The issue also led to comparisons of Telangana Chief Minister K Chandrasekhar Rao to Nazi-Germany ruler Adolf Hitler.
The 'Intensive Household Survey' initiated by Rao to route welfare schemes to the needy began on Tuesday as the entire state came to a halt, and residents remained indoors to take the survey.
While fears were rife among natives of Seemandhra of being targeted and discriminated if they disclosed their nativity, the state government dropped the questions related to nativity from the form, according to The Hindu.
The controversial questions were listed in columns 21 to 23 in the form to collect data such as which state the individual migrated from, the year of migration and what language they speak. These questions have now been removed.
The government also made the question related to bank account number optional, and has reportedly instructed enumerators not to press respondents for information such as PAN number, bank account number and post office account number if they are not willing to share.

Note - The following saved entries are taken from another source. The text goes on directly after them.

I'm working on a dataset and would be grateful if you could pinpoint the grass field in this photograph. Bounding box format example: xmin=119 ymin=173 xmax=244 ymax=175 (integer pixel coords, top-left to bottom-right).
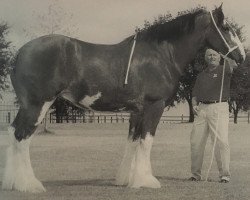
xmin=0 ymin=122 xmax=250 ymax=200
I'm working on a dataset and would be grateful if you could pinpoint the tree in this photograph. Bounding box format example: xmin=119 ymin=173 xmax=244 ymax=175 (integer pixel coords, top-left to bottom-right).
xmin=175 ymin=46 xmax=208 ymax=122
xmin=23 ymin=0 xmax=79 ymax=39
xmin=229 ymin=51 xmax=250 ymax=123
xmin=0 ymin=23 xmax=12 ymax=98
xmin=225 ymin=18 xmax=247 ymax=123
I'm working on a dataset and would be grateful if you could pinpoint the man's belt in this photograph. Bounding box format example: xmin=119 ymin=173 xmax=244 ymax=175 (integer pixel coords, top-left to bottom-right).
xmin=200 ymin=100 xmax=228 ymax=104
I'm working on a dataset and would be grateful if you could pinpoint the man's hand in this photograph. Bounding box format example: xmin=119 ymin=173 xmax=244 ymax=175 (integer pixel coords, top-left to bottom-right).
xmin=192 ymin=96 xmax=199 ymax=116
xmin=193 ymin=105 xmax=199 ymax=116
xmin=225 ymin=58 xmax=238 ymax=73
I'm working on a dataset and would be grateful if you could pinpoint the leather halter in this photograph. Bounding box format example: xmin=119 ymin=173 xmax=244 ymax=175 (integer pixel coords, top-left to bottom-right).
xmin=209 ymin=11 xmax=239 ymax=58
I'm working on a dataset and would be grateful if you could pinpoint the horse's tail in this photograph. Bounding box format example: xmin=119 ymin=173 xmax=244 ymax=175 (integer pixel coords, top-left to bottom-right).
xmin=9 ymin=50 xmax=20 ymax=89
xmin=10 ymin=67 xmax=16 ymax=93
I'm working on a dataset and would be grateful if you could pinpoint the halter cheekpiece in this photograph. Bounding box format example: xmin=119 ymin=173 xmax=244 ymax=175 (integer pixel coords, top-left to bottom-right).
xmin=209 ymin=11 xmax=239 ymax=58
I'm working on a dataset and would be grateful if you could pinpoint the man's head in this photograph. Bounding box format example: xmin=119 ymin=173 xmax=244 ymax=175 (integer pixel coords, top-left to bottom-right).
xmin=205 ymin=49 xmax=221 ymax=69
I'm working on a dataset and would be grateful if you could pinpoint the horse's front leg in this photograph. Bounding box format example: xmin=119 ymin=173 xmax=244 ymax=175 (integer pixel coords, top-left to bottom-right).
xmin=115 ymin=112 xmax=141 ymax=186
xmin=115 ymin=100 xmax=165 ymax=188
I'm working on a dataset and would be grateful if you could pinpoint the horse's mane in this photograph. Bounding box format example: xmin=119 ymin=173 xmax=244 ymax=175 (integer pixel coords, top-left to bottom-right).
xmin=138 ymin=8 xmax=207 ymax=42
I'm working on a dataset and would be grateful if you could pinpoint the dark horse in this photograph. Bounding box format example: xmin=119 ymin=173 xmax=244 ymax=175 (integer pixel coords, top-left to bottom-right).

Rao had come in the line of severe criticism when he initiated the survey, as theories emerged that the data would lead to discrimination. He, however, clarified on several occasions that the survey was essentially meant to identify beneficiaries of welfare schemes.
"The government wants to gather some facts about every household in the state so as to implement target-oriented welfare schemes for various sections of people. But, it is not mandatory for citizens to disclose all their details such as bank account number during the survey," he was quoted as saying by The New Indian Express.
Hyderabad on Pause as Survey Kicks Off
The city of Nizams, which will be the shared capital of Telangana and Seemandhra for 10 years, came to a halt on Tuesday as the massive 20-crore household survey kicked off.
Transport services were shut down, with Rao asking the road Transport Corporation to keep its buses off the road.
Schools and colleges were shut, and even petrol stations closed down. Cinema halls and business establishments also pulled down their shutters.
The survey, which began at 7 am on Tuesday is expected to wind up by 8 pm tonight.